Friday 31 July 2015

The Diary of a Teenage Girl: NZFF Review

The Diary of a Teenage Girl: NZFF Review


There can be no doubt that The Diary of a Teenage Girl benefits greatly from a star-making turn by actress Bel Powley (last seen on NZ screens as Princess Margaret in A Royal Night Out).

This coming-of-age and sexual blossoming tale is set in 1970s San Francisco and stars Powley as Minnie, who joyfully announces her presence on screen and in life with her opening words "I had sex today. Holy shit."

In among the hazy lazy drab beiges of the 70s, we start to get more of a picture; Minnie's deflowerer is her free-lovin, coke-snorting mother's lover, Monroe (played by True Blood star Alexander Skarsgard) and she is utterly besotted with him and perhaps more importantly, the idea of being loved by him.

With the scales falling away from Minnie's eyes and life opening up to more hedonistic, if not somewhat illicit, pursuits, director Marielle Heller's take on Phoebe Gloeckner's 2002 graphic novel of the same name skirts uncomfortably between the stunning performance of its actors and its rather icky subject matter.

Powley excels as Minnie, the wannabe graphic artist whose idol is Aline Kominsky and channels all the nervous energy as she heads out on this road with pure effervescence.

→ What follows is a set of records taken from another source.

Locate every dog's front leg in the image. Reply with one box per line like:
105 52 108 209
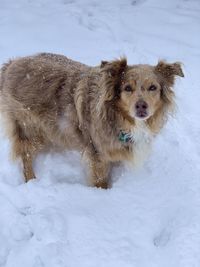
87 154 111 189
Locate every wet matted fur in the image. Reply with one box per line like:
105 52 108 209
0 53 184 188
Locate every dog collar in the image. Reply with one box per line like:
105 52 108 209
118 130 133 143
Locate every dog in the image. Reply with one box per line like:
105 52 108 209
0 53 184 188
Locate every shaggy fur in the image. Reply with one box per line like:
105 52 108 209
0 53 183 188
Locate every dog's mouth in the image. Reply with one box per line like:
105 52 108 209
135 111 149 120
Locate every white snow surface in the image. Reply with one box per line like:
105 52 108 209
0 0 200 267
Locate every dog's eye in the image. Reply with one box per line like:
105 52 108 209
124 85 133 92
149 85 157 91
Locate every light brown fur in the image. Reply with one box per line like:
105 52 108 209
0 53 183 188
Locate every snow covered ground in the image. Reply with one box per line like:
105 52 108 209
0 0 200 267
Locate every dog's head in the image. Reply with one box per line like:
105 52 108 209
101 58 184 124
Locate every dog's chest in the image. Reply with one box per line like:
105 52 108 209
131 121 153 167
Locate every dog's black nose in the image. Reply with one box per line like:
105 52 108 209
135 100 148 112
135 100 148 118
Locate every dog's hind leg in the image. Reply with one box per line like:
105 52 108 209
10 120 43 182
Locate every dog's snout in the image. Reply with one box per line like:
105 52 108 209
135 100 148 111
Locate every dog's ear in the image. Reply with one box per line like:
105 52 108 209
155 61 184 86
100 58 127 78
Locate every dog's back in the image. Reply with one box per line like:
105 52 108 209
0 53 92 180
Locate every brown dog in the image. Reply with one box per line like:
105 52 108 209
0 53 184 188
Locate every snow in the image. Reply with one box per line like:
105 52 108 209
0 0 200 267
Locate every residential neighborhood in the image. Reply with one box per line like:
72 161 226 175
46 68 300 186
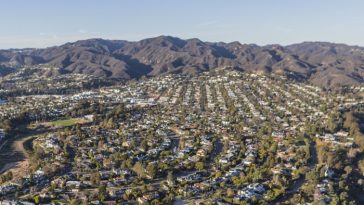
0 69 364 204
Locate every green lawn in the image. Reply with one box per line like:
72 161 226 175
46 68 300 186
49 118 80 127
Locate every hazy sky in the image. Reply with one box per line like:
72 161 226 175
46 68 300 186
0 0 364 48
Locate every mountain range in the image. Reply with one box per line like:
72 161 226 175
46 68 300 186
0 36 364 87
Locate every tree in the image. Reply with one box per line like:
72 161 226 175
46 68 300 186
195 162 205 171
91 172 101 186
34 195 40 204
167 171 174 185
133 162 145 177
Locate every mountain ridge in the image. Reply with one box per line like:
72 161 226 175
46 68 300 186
0 36 364 87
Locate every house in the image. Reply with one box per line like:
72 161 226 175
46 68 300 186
0 129 5 142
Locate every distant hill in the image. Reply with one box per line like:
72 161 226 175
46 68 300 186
0 36 364 86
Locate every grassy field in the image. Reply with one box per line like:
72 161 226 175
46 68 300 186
49 118 80 127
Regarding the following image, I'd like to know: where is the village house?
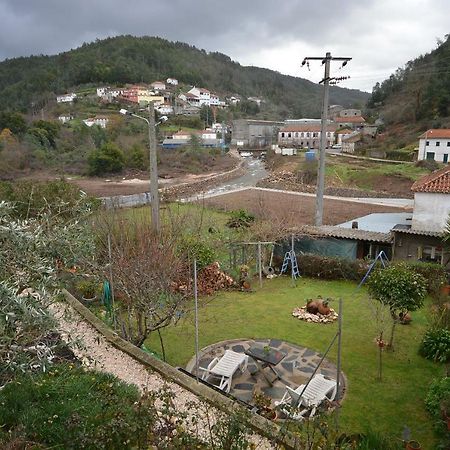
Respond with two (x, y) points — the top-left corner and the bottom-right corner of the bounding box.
(417, 129), (450, 163)
(56, 92), (77, 103)
(83, 116), (109, 128)
(392, 167), (450, 266)
(150, 81), (166, 91)
(58, 114), (73, 124)
(278, 123), (336, 148)
(231, 119), (284, 149)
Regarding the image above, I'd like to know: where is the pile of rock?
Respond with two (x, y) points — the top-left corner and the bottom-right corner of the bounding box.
(292, 298), (338, 323)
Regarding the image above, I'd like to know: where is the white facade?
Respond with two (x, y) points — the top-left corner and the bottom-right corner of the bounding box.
(412, 192), (450, 232)
(83, 117), (109, 128)
(56, 92), (77, 103)
(417, 137), (450, 163)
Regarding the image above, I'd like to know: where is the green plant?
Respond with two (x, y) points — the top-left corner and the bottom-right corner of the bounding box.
(227, 209), (255, 228)
(419, 328), (450, 363)
(367, 264), (427, 348)
(88, 143), (125, 175)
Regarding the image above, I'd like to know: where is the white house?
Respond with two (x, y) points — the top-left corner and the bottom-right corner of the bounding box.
(417, 129), (450, 163)
(155, 103), (173, 114)
(56, 92), (77, 103)
(58, 114), (73, 123)
(83, 116), (109, 128)
(278, 123), (336, 148)
(411, 166), (450, 232)
(188, 86), (211, 106)
(150, 81), (166, 91)
(97, 86), (109, 97)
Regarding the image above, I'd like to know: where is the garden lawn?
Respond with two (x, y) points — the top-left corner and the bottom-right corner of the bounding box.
(146, 277), (443, 448)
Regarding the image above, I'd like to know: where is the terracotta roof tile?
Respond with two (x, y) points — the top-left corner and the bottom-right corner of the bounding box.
(420, 129), (450, 139)
(411, 166), (450, 194)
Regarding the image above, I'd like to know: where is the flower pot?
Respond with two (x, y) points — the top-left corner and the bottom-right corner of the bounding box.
(406, 441), (422, 450)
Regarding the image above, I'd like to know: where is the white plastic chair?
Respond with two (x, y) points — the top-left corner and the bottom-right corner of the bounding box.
(199, 350), (248, 393)
(275, 374), (337, 420)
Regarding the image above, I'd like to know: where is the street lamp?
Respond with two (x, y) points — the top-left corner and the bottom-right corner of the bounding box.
(119, 102), (168, 233)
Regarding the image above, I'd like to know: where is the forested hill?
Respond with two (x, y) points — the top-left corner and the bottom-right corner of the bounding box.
(0, 36), (368, 117)
(368, 35), (450, 127)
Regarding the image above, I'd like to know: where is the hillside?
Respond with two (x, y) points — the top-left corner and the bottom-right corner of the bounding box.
(368, 35), (450, 126)
(0, 36), (368, 119)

But Minnie doesn't escape the trappings of childhood as she sways from childish tantrums to immature outbursts when things don't go her way - equally, her wisdom beyond her years separates her from both her mother and her friends, and Powley and Kristen Wiig as her mum make great fist of their few scenes together.

Certainly, for Minnie, it's a case of everything being the same, but everything being completely different and with copious voice-over and on screen animations springing up left, right and centre (an occasionally over-used narrative tic to provide more insight, which lost its initial freshness), we definitely get a taste of the blurred perceptions of love, lust and licentiousness bubbling away in her consciousness.

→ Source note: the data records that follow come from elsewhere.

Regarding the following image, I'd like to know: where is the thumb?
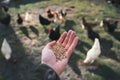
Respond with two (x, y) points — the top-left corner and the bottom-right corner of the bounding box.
(47, 41), (56, 47)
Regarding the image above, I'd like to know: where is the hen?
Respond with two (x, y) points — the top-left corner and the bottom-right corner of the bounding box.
(81, 17), (98, 29)
(0, 6), (11, 25)
(100, 19), (119, 33)
(1, 39), (12, 60)
(47, 9), (54, 18)
(39, 15), (53, 25)
(82, 38), (101, 64)
(17, 13), (23, 24)
(85, 23), (100, 41)
(48, 26), (60, 40)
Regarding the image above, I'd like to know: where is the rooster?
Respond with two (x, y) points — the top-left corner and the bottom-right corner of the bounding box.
(59, 10), (67, 17)
(54, 11), (66, 24)
(0, 4), (9, 12)
(81, 17), (98, 29)
(39, 15), (53, 25)
(47, 9), (54, 18)
(48, 26), (60, 40)
(0, 6), (11, 25)
(85, 25), (100, 41)
(17, 13), (23, 24)
(100, 19), (119, 33)
(82, 38), (101, 64)
(1, 39), (12, 60)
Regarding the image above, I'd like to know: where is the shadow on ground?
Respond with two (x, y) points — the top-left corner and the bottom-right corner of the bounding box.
(0, 25), (39, 80)
(10, 0), (49, 8)
(88, 65), (120, 80)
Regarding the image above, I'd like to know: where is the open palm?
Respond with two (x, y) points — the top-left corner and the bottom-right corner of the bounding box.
(42, 30), (78, 75)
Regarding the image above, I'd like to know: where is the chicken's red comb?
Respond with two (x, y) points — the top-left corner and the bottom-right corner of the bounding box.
(82, 61), (87, 65)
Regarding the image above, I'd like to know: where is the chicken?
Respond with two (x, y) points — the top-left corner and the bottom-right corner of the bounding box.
(47, 9), (54, 18)
(54, 12), (66, 25)
(30, 25), (39, 36)
(49, 26), (60, 40)
(17, 13), (23, 24)
(0, 6), (11, 26)
(81, 17), (98, 29)
(0, 4), (9, 12)
(85, 23), (100, 41)
(100, 19), (119, 33)
(1, 0), (10, 4)
(60, 10), (67, 17)
(82, 38), (101, 64)
(25, 12), (32, 23)
(1, 39), (12, 60)
(39, 15), (53, 25)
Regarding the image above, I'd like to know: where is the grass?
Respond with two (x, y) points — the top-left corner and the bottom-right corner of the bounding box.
(0, 0), (120, 80)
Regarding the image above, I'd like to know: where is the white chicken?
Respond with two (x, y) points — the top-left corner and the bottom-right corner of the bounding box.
(82, 38), (101, 64)
(25, 12), (32, 22)
(1, 39), (12, 60)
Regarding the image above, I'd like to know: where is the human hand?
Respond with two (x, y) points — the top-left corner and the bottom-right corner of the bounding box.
(41, 30), (78, 75)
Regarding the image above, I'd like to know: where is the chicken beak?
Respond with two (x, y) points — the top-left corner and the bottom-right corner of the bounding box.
(82, 61), (87, 65)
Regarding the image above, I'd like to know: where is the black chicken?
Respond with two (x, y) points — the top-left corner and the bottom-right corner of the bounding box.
(86, 26), (100, 41)
(101, 19), (118, 33)
(17, 13), (23, 24)
(0, 4), (9, 12)
(0, 6), (11, 25)
(81, 17), (98, 29)
(30, 25), (39, 36)
(49, 26), (60, 40)
(60, 10), (67, 17)
(39, 15), (52, 25)
(0, 14), (11, 26)
(47, 9), (54, 18)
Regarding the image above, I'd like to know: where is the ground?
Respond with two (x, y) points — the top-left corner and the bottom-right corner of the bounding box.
(0, 0), (120, 80)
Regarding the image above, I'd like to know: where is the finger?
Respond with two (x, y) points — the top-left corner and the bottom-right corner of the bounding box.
(62, 30), (73, 47)
(47, 41), (56, 47)
(57, 32), (67, 44)
(66, 37), (79, 59)
(65, 31), (76, 50)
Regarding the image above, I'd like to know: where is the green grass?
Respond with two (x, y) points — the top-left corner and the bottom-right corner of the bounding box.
(0, 0), (120, 80)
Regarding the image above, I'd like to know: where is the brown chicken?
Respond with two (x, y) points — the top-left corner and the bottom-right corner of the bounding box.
(81, 17), (98, 29)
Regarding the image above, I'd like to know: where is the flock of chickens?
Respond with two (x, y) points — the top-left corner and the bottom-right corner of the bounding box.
(0, 1), (119, 64)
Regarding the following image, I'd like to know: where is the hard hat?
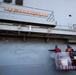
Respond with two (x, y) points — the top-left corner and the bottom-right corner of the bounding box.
(67, 44), (70, 47)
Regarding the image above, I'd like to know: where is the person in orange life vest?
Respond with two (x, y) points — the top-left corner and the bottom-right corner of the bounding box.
(65, 44), (74, 52)
(54, 45), (61, 53)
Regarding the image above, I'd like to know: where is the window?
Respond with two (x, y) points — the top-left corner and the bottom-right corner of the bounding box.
(15, 0), (23, 5)
(4, 0), (12, 3)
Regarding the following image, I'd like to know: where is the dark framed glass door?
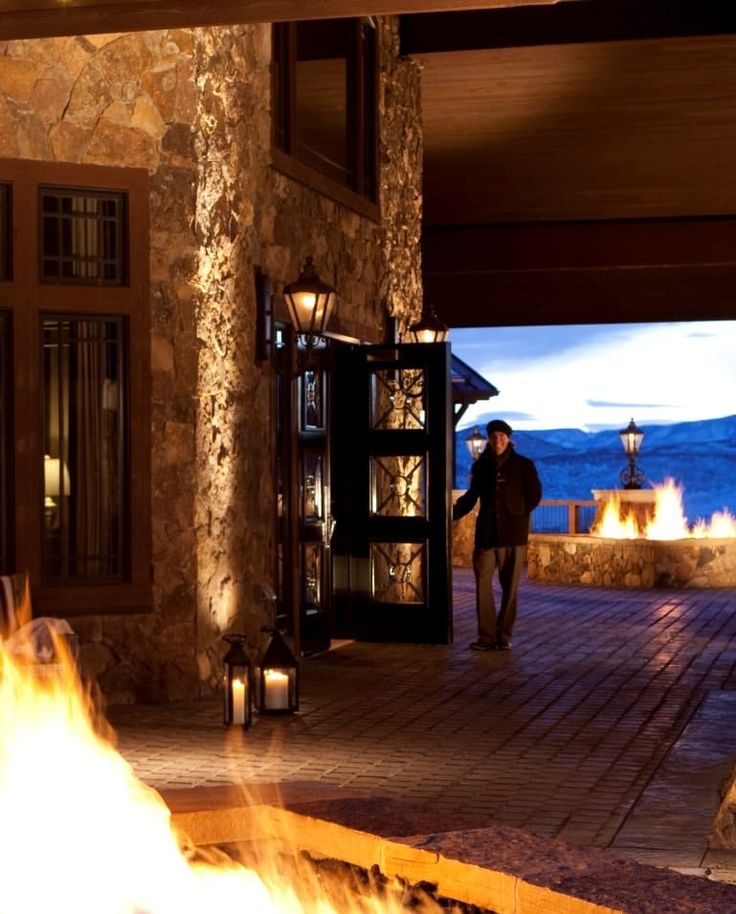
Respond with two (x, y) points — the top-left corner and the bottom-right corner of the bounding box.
(331, 343), (452, 644)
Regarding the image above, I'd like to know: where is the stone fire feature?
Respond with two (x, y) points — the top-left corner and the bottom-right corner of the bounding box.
(527, 533), (736, 588)
(163, 782), (736, 914)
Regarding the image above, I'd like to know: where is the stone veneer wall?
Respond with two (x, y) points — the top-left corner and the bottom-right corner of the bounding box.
(0, 18), (422, 703)
(527, 533), (736, 588)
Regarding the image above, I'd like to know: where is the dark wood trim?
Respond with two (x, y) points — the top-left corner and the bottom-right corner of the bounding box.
(271, 149), (381, 223)
(422, 218), (736, 327)
(32, 584), (153, 618)
(0, 159), (151, 613)
(0, 0), (554, 41)
(400, 0), (736, 56)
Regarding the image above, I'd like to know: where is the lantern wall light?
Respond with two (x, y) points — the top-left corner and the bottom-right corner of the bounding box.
(618, 419), (646, 489)
(223, 635), (253, 730)
(284, 257), (336, 344)
(409, 303), (450, 343)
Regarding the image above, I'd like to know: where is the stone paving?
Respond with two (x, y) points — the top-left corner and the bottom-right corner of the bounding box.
(109, 569), (736, 881)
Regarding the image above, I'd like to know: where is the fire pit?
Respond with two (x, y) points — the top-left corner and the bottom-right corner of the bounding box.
(527, 480), (736, 588)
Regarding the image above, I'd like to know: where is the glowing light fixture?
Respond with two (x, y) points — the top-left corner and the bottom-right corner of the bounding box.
(284, 257), (336, 340)
(465, 425), (488, 460)
(255, 628), (299, 714)
(223, 635), (253, 730)
(618, 419), (646, 489)
(409, 304), (450, 343)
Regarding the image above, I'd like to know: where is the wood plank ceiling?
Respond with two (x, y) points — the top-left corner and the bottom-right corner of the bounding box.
(403, 0), (736, 326)
(0, 0), (736, 326)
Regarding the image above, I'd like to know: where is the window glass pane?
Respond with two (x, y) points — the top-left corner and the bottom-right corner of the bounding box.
(0, 311), (15, 574)
(0, 184), (10, 282)
(41, 317), (126, 581)
(295, 20), (354, 186)
(40, 187), (126, 285)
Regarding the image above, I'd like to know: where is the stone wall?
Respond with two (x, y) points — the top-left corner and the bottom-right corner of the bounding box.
(527, 533), (736, 588)
(0, 18), (421, 702)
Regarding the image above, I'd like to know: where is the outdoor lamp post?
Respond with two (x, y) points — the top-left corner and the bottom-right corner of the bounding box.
(618, 419), (646, 489)
(255, 628), (299, 714)
(465, 425), (488, 461)
(223, 635), (253, 730)
(284, 257), (336, 345)
(409, 304), (450, 343)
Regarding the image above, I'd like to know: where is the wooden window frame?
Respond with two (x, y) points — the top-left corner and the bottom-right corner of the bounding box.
(271, 18), (380, 222)
(0, 159), (152, 616)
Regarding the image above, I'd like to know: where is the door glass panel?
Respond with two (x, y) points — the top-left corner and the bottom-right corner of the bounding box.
(299, 369), (325, 432)
(303, 543), (322, 609)
(370, 542), (426, 603)
(40, 318), (125, 580)
(371, 455), (427, 517)
(0, 311), (14, 574)
(0, 184), (10, 282)
(371, 368), (426, 430)
(302, 451), (324, 523)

But despite appreciating the confident sexual swagger and self-deflating bluster of Minnie, and the performances of Powley, Wiig and Skarsgard, it's difficult to shake the actual reality of the film - a 35 year old having sex with the 15 year old daughter of his girlfriend, even with the humour and continual looseness of touch with which Heller handles the material.

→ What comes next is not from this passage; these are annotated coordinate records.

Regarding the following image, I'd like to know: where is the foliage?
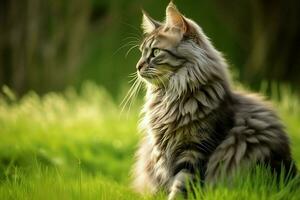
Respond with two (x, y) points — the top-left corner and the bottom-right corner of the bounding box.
(0, 82), (300, 199)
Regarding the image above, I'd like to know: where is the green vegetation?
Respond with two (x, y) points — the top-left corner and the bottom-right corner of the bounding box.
(0, 83), (300, 200)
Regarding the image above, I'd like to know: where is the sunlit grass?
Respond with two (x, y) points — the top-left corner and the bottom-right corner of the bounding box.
(0, 83), (300, 199)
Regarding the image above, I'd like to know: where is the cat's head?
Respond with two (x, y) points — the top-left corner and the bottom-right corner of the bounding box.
(136, 2), (226, 91)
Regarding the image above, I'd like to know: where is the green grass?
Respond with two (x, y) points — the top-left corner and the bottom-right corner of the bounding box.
(0, 83), (300, 200)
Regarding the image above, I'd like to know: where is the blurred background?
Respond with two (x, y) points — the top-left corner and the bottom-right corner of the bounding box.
(0, 0), (300, 200)
(0, 0), (300, 96)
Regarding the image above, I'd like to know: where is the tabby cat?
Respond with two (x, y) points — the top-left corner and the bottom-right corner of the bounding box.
(134, 2), (296, 199)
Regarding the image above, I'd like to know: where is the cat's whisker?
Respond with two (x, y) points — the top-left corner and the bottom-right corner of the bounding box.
(121, 77), (141, 116)
(113, 41), (138, 55)
(120, 79), (138, 110)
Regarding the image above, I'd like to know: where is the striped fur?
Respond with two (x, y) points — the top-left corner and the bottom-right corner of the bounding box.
(134, 3), (295, 199)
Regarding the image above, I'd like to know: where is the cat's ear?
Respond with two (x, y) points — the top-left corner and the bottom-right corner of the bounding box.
(142, 10), (160, 34)
(166, 1), (187, 33)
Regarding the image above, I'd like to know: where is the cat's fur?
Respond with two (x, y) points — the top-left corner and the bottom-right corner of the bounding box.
(134, 3), (296, 199)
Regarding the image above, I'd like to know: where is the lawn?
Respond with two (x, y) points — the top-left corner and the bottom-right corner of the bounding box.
(0, 83), (300, 200)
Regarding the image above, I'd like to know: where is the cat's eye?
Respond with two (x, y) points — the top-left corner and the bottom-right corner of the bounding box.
(153, 49), (160, 57)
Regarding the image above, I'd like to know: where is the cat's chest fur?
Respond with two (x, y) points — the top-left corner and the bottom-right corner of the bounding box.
(143, 88), (233, 185)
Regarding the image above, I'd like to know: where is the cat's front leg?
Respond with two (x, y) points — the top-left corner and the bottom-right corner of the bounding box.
(168, 169), (194, 200)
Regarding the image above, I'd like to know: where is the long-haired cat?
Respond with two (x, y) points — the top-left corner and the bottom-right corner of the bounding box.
(134, 2), (296, 199)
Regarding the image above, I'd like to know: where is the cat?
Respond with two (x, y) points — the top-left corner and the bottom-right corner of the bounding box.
(133, 2), (296, 200)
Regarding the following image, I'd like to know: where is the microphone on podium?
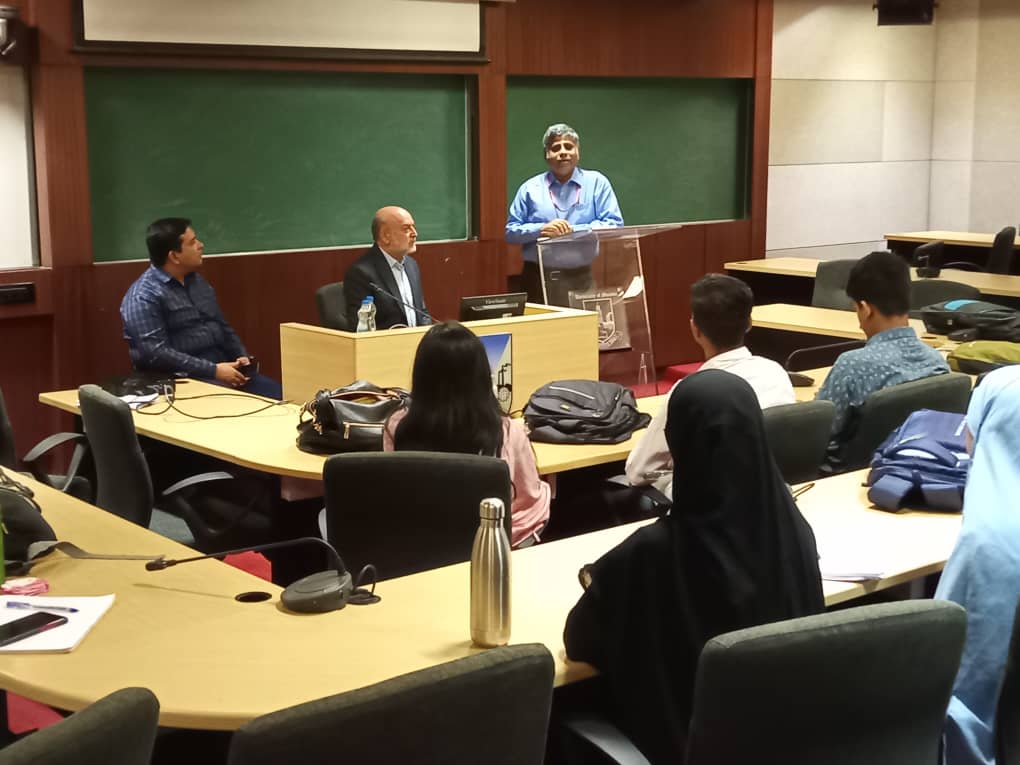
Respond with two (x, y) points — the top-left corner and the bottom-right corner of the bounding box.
(368, 282), (432, 324)
(145, 537), (361, 614)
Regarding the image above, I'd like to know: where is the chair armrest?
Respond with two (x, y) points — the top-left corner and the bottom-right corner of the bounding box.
(21, 432), (89, 492)
(563, 717), (650, 765)
(163, 470), (234, 498)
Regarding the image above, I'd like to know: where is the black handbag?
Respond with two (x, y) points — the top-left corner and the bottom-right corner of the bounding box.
(0, 468), (57, 573)
(298, 379), (411, 454)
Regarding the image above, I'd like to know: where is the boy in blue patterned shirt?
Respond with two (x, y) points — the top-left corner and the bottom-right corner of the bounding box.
(817, 251), (950, 462)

Granted, there will be self-recognition and appreciation by many over the story arcs, and the frankness of the way the material is handled is to be applauded; however, there's no denying its lack of moralising over Minnie's actions may also polarise some, but there's absolutely no doubting this is Powley's career-defining moment, a vibrant and shimmering turn that eclipses the material and provides a 70s tinged joie de vivre that's hard to shake, long after the troubling story has left you.